Car rejection claims 'totally false,' Seat CEO says
Seat CEO Luca de Meo says claims that a growing number of people are rejecting car ownership are "totally false."
Seat's research has found that by 2025 the car will be the primary mode of transportation for 60 percent of people and that just one out of 10 people are contemplating giving up their car in the near future.
"No one rejects the car," he told the Automobilwoche Congress in Berlin on Wednesday.

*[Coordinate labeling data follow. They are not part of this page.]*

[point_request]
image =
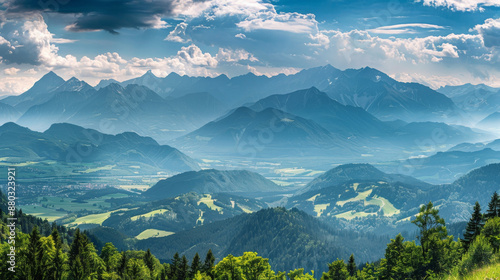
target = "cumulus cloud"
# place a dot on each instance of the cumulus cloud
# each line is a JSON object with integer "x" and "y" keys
{"x": 178, "y": 34}
{"x": 490, "y": 31}
{"x": 270, "y": 20}
{"x": 462, "y": 5}
{"x": 11, "y": 71}
{"x": 26, "y": 42}
{"x": 229, "y": 55}
{"x": 92, "y": 15}
{"x": 408, "y": 28}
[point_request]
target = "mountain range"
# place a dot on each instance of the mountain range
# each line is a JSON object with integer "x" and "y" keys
{"x": 477, "y": 100}
{"x": 287, "y": 233}
{"x": 367, "y": 88}
{"x": 212, "y": 181}
{"x": 68, "y": 144}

Automobilwoche is a sister publication of Automotive News Europe.
De Meo added that even the staunchest young car hater becomes a car owner once a vehicle becomes affordable and once the person starts a family.
Seat's research also found that millennials, who are supposed to be the leaders of the anti-car movement, are going to account for 40 percent of global car sales in the next 10 years.
He also pointed out that the decline in young car owners coincides with there being a smaller pool of people of that age to purchase a vehicle than there was in the 1960s and 1970s.
He mentioned that car ownership among young people took a hit during the global financial crisis of 2008-2010 because it was too expensive to get a license and maintain a car during the downturn. Europe's recovery has led to an increase in the number of young people who are getting their driver's licenses, de Meo said.
When asked how Seat will deal with tougher CO2 rules announced by the European Commission on Wednesday, de Meo acknowledged that while all automakers will "feel the pressure," volume brands such as Seat face an additional challenge.
"We need to select the technology that our customers can afford," he said. "I can't do an Ibiza fuel cell that costs 50,000 euros. I won't be able to sell that. But I'm confident we will find a way to succeed."
Seat will debut its first electric vehicle in 2020, de Meo said, adding that the model will be underpinned by parent Volkswagen Group's new MEB architecture.